Malinowski: How Tom Emanski changed baseball — and then disappeared
From SABR member Erik Malinowski at FoxSports.com on July 17, 2014:
As the players stood along the first-base line and waited to collect their medals, their coach — an intense 42-year-old who’d worked as a Major League Baseball scout and preferred V-neck sweaters, khakis, and brown loafers to a manager’s usual garb — clamped a scorebook under his left arm and clapped. For him, this championship validated a coaching career spent searching for validation, for the video-based analysis and research that he’d pioneered, for the techniques he was told were too radical.
Little did Tom Emanski know that AAU teams produced by his instructional academy would win two more championships in the next two years. And that his series of TV commercials, designed to sell a line of baseball instructional videos, would go national and ride the wave of these back-to-back-to-back AAU titles, making him both comfortably rich and somewhat famous. Tens of thousands of times over a decade, people watching any number of sports on TV could usually expect to see one name pop up during a given commercial break: Emanski. A sweetheart deal kept the commercials on the air and the orders rolling in, thereby ensuring that an entire generation of ballplayers grew up with Tom Emanski as the coach they never met.

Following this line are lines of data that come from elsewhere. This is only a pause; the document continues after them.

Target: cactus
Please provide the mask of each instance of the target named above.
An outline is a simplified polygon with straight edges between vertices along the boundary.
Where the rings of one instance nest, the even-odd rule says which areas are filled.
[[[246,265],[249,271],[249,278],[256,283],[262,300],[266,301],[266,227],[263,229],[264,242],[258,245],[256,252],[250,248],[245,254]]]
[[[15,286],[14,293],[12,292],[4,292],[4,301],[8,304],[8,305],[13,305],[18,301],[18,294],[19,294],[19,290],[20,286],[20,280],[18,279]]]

But at the height of Emanski’s commercial success, nearly everything came to a full stop. Today, his academy is long shuttered, the ads relegated to memories and YouTube. Emanski himself has disappeared from public view. Some of his old coaches and employees haven’t spoken to him in 10 or even 15 years, but they still tell the story of a competitive, brilliant, and intensely private person who spent his career bent on proving his theories on baseball fundamentals and then, just when he’d garnered the very validation he’d been chasing, essentially declared he’d had enough.